Background and Objectives
This project addresses fundamental question in plant biology, that of how plants are able to orient their growth with reference to gravity. In particular, the project seeks to identify the mechanistic basis of the angle-dependent gravitropic response, a phenomenon observed throughout the higher plants. Our recent work has shown that this angle-dependent gravitropism is central to the ability of plants to maintain root and shoot branches at specific growth angles. The project builds on an exciting mathematical model of angle-dependent graviresponse developed in a previous DTP project supervised by Kepinski and Cohen. This mechanistic model makes specific predictions about growth dynamics that give rise to angle-dependence in graviresponse, and has proved essential in guiding the experimental work and interpreting our results. This project will test those predictions and, through new forward genetic screens, extend the genetic framework of our understanding of the process of gravitropism.
Novelty and Timeliness
The complimentary resources of the Peckham, Cohen, and Kepinski labs making them uniquely placed to make the crucial breakthrough from qualitative and descriptive to rigorous, quantitative, mechanistic, multiscale understanding the fundamental basis of gravitropism.

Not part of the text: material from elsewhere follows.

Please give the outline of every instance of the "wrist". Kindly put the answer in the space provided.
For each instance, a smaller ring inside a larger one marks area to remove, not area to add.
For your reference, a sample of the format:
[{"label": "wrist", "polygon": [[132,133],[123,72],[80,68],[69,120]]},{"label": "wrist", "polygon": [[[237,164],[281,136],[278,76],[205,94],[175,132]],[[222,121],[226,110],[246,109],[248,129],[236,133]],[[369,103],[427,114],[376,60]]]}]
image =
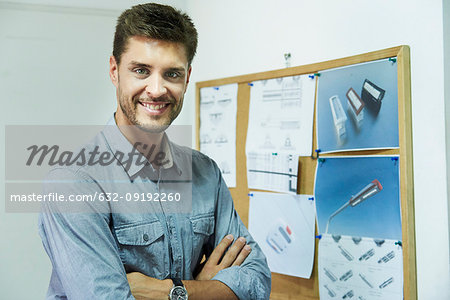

By employing the outstanding imaging capabilities of the Peckham group to fully exploit genetic and molecular genetic resources developed in the Kepinski lab, we will relate, in real-time, the molecular events within gravity-sensing cells to the generation of the auxin asymmetries that drive tropic growth in the root. Further, suppressor screens based on novel gravitropism mutants identified in the Kepinski lab will be employed.